Al cabo de un cuarto de hora llegó un jeep decrépito envuelto en una nube de polvo ardiente, del cual descendió un negro de pantalones cortos y casco de corcho con los papeles para despachar el avión. Mientras atendía los trámites, hablaba por teléfono, dando gritos en holandés. Doce horas antes yo estaba en una terraza marítima de Lisboa, frente al inmenso océano portugués, viendo las bandadas de gaviotas que se metían en las cantinas del puerto huyendo del viento glacial. Europa era entonces una tierra decrépita cubierta de nieve, los días de luz no tenían más de cinco horas, y era imposible imaginar que de veras existiera un mundo de sol canicular y guayabas podridas, como aquél donde acabábamos de descender. Sin embargo, la única imagen que persistió de aquella experiencia, y que aún conservo intacta, fue la de la hermosa negra impasible, que tenía en las piernas una canasta con rizomas de jengibre para vendérselos a los pasajeros.

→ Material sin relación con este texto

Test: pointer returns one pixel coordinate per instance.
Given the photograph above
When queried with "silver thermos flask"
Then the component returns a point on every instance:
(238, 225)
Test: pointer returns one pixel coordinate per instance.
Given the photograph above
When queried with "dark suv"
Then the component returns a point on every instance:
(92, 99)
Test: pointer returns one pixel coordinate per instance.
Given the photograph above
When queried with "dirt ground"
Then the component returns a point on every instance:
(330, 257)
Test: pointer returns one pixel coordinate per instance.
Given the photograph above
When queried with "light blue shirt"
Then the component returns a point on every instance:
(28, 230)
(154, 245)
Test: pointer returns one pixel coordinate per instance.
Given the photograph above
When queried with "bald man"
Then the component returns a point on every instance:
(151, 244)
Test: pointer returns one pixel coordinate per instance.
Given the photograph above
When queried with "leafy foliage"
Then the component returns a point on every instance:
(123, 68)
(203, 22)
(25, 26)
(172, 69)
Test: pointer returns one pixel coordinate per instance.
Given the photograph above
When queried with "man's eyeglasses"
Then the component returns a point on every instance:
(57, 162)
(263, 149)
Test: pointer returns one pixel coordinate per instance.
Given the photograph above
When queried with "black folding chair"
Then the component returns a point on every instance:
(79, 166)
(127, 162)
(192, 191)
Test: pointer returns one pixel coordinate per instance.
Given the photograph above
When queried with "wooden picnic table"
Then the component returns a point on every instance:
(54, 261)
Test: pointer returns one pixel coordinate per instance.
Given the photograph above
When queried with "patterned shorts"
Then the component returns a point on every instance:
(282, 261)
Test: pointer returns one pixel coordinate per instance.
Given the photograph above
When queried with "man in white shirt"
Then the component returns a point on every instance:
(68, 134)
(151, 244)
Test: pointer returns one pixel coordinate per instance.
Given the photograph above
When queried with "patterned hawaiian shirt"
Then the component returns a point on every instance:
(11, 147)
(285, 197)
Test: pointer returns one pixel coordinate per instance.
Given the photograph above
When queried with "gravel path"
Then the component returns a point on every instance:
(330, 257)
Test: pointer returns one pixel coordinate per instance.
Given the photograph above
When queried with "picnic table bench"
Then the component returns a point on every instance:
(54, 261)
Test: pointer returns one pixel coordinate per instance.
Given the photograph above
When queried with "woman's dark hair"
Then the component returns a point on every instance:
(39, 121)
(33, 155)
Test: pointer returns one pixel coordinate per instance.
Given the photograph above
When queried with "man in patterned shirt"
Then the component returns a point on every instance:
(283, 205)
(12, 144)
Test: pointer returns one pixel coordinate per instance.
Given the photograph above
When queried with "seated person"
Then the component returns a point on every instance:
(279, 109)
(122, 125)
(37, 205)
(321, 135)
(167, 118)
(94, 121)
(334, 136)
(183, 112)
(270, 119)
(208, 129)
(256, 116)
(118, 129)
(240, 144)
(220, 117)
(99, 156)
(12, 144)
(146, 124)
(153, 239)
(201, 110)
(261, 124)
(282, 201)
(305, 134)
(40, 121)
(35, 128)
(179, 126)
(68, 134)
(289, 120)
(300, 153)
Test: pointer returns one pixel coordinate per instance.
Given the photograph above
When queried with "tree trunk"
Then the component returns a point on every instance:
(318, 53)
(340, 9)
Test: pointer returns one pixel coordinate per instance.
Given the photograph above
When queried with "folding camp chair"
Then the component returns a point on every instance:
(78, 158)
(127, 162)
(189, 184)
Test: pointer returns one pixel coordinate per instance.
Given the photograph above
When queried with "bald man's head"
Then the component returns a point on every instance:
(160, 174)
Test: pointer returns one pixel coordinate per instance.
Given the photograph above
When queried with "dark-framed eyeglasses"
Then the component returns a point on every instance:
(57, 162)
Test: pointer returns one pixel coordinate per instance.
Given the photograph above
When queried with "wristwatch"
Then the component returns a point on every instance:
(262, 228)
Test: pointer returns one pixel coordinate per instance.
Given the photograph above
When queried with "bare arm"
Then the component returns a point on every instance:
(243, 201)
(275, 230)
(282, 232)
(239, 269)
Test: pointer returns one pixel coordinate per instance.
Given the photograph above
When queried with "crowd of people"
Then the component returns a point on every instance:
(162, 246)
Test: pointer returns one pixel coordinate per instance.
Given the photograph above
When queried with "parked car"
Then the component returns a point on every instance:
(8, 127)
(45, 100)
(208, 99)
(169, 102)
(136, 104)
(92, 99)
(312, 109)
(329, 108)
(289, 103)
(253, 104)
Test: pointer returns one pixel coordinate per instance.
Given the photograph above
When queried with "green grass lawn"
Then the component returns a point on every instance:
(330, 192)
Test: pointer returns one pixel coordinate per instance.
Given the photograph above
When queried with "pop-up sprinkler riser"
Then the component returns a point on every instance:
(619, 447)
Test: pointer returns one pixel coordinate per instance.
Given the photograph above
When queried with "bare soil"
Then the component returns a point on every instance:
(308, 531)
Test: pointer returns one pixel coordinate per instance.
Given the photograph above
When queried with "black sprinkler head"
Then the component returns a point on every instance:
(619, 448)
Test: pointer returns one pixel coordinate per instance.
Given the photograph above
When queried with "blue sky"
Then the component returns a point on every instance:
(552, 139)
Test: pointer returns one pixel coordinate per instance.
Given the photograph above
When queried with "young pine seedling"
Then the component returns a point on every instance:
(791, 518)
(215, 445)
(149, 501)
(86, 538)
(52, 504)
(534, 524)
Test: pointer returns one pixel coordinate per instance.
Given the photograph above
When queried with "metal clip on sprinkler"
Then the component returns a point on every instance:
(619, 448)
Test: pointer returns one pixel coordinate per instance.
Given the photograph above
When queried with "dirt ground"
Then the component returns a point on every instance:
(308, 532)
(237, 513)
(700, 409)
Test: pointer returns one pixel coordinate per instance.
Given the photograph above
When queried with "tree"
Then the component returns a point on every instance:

Ahora, viajando, otra vez de Lisboa a Caracas, volví a aterrizar en Paramaribo, y mi primera impresión fue que nos habíamos equivocado de ciudad. La terminal del aeropuerto es ahora un edificio luminoso; con grandes ventanales de vidrio, con un aire acondicionado muy tenue, oloroso a medicinas para niños, y esa música enlatada que se repite sin misericordia en todos los lugares públicos del mundo. Hay tiendas de artículos de lujo sin impuestos, tan abundantes y bien surtidas como en el Japón, y una cafetería multitudinaria donde se encuentran revueltas y en ebullición las siete razas del país, sus seis religiones y sus lenguas incontables. Aquel cambio no parecía de veinte años, sino de varios siglos. Mi profesor, Juan Bosch, autor, entre otras muchas cosas, de una historia monumental del Caribe, dijo alguna vez en privado que nuestro mundo mágico es como esas plantas invencibles que renacen debajo del cemento, hasta que lo cuartean y lo desbaratan, y vuelven a florecer en su mismo sitio. Esto lo comprendí mejor que nunca cuando salí por una puerta imprevista del aeropuerto de Paramaribo, y encontré una fila de viejas mujeres sentadas impávidas, todas negras, todas con turbantes de colores y todas fumando con la brasa dentro de la boca. Vendían frutas y artesanía del lugar, pero ninguna hacía el menor esfuerzo por convencer a nadie. Sólo una de ellas, que no era la mayor, vendía raíces de jengibre. La reconocí al instante. Sin saber por dónde empezar ni qué hacer en realidad con aquel hallazgo, le compré un puñado de raíces. Mientras lo hacía, recordando su estado de la primera vez, le pregunté sin preámbulos cómo estaba su hijo. Ni siquiera me miró. “No es hijo, sino hija”, dijo, “y acaba de darme mi primer nieto a los veintidós años”.